One of every 137 Hoosier babies doesn't live to age 1, worst rate in Midwest

(INDIANAPOLIS) - Indiana's infant death rate has been among the nation's worst for decades. Hospitals and health groups gathered Friday morning to discuss how to carry out the state's latest plan to fix it.

The second annual Infant Mortality Summit brought together about 60 representatives of hospitals, community health groups and other health organizations. They're working to forge partnerships to make sure women get proper medical care during and after their pregnancies.

Indiana loses about 600 babies a year before their first birthday. Nearly half of those are tied to unhealthy lifestyles during pregnancy, like smoking, abusive relationships, or a lack of access to nutritious food. And one-fifth of them are in just 13 zip codes -- in a single zip code in Gary, one in 50 babies doesn't survive the first year. That's nearly triple the statewide average.

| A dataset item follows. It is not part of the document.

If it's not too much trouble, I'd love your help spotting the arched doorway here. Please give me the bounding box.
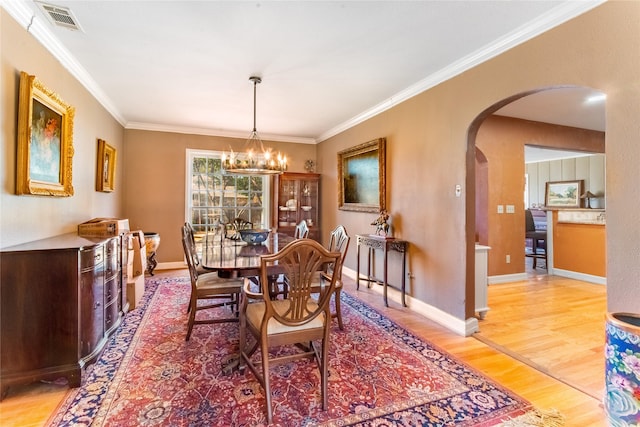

A new state law focuses on those 13 highest-risk zip codes: six in Indianapolis, two in South Bend, and one each in Gary, East Chicago, Hammond, Fort Wayne and Jeffersonville. Those communities are creating obstetric navigator programs, with hospitals forming partnerships with social workers and community health groups, so they can steer women directly and promptly to personalized care.

State health commissioner Kristina Box says the Fort Wayne program will be the first to get rolling, in January. Indy's program will piggyback on existing efforts. A small drop in the most recent death rate statewide was almost entirely due to a 14% improvement in Indianapolis.

Indiana still has one infant death for every 137 births, the worst rate in the Midwest. Governor Holcomb has set a goal of improving to best in the Midwest in five years. Minnesota currently holds that distinction, with one death for every 208 births. The federal government has set its own national "Healthy People 2020" goal of lowering the mortality rate to six deaths for every thousand births, or one for every 167.